The point at which the diversion takes place is ideal. The 34-page break is found in a book that an anonymous man brings to Winston in the middle of a rally. Winston is at his own most vulnerable, what with the huge workload that went along with changing the news and information of the last five years to reflect that Eastasia was now Oceania’s enemy, not its ally; instead, war was with Eurasia: “a large part of the political literature of five years was now completely obsoleteand records of all kindshad to be rectified at lightning speed” (Orwell). Winston and his colleagues had to work “eighteen hours in the twenty-four, with two three-hour snatches of sleep.” This weariness makes Winston even more likely to rebel – which is what O’Brien and the rest of the Thought Police really want, so they can retrain him sooner.
Another reason why this time is ideal is that the flaws in Big Brother’s façade are the most obvious. Winston knows that he is covering up the truth of the past by undertaking such major alterations to the historical record. He has to devote serious thought to his task: “[o]ften it was enough merely to substitute one name for another, but any detailed report of events demanded care and imagination. Even the geographical knowledge that one needed in transferring the war from one world to another was considerable” (Orwell). There is no way that Winston can tell himself that the changes did not take place. He cannot believe the lie that he and the rest of the Records Department, and Big Brother, expect the masses in Oceania to believe – that the last five years of information are all lies spread by Goldstein. This idea is so absurd, that by the time Winston gets home from his eighteen-hour days, wearied to the point of insurrection, he is all to ready to believe, all to ready to slip into O’Brien’s hands.

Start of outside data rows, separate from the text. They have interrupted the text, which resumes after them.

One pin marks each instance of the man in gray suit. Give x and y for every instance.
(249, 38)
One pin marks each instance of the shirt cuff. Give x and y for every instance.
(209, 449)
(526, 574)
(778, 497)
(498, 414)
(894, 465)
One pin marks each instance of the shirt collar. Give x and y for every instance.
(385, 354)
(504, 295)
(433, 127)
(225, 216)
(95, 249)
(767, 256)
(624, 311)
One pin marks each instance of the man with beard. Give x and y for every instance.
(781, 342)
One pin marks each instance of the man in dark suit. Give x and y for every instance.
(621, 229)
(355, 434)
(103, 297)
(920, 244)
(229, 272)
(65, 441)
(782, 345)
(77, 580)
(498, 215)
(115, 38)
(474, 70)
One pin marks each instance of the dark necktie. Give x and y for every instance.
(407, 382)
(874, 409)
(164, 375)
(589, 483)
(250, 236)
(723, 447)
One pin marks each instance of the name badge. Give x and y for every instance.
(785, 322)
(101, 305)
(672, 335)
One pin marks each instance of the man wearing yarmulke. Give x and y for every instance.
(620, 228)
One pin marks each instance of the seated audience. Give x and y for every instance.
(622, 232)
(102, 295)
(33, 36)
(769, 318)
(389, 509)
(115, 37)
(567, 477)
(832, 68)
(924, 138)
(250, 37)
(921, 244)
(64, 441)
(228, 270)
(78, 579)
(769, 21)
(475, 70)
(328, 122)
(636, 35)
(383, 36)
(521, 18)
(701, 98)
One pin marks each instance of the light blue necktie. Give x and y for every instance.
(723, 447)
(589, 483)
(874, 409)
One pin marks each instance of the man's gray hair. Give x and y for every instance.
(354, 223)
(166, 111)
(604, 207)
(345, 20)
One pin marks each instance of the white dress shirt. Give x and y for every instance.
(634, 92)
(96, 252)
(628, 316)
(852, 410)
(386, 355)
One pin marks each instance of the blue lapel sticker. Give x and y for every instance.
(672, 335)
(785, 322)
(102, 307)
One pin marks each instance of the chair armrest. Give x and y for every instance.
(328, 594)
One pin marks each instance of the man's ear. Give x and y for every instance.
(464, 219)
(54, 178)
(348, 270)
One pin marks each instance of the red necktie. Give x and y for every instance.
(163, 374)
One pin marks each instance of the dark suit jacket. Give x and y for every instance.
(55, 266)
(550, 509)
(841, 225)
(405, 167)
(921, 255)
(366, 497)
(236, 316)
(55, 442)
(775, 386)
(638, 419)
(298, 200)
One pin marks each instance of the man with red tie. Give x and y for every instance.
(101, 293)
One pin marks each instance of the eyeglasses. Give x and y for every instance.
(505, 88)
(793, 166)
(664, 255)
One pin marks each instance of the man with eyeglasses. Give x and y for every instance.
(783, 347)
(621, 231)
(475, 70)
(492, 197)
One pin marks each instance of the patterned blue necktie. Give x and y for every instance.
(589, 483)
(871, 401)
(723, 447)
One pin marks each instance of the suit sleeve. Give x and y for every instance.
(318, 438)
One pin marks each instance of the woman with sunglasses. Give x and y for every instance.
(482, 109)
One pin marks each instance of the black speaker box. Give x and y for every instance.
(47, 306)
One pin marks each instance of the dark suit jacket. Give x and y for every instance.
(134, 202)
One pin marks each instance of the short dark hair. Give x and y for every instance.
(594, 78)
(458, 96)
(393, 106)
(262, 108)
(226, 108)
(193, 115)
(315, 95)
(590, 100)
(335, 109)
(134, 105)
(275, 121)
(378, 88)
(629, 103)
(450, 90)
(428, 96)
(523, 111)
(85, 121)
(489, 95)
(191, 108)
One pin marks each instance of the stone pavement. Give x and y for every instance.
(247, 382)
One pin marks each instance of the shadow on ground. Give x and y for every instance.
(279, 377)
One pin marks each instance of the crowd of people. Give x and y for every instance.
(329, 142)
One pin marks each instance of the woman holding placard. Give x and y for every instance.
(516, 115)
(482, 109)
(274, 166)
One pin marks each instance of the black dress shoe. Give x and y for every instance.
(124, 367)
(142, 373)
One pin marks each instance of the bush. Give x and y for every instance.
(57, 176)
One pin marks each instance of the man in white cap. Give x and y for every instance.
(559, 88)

Because of the distinctive nature of dystopia, a lengthy missive such as the one that Orwell inserts into 1984 is, while a narrative risk, an important step in creating the world in which Winston lives for the reader. 1984 is by no means a short book; this passage constitutes less than 10 percent of the entire novel. The philosophical notes in the book are crucial to understanding the reasons for Orwell’s protest; by the time the passage appears in the novel, though, the reader sees its philosophical bases in the world of Winston – and in his own as well.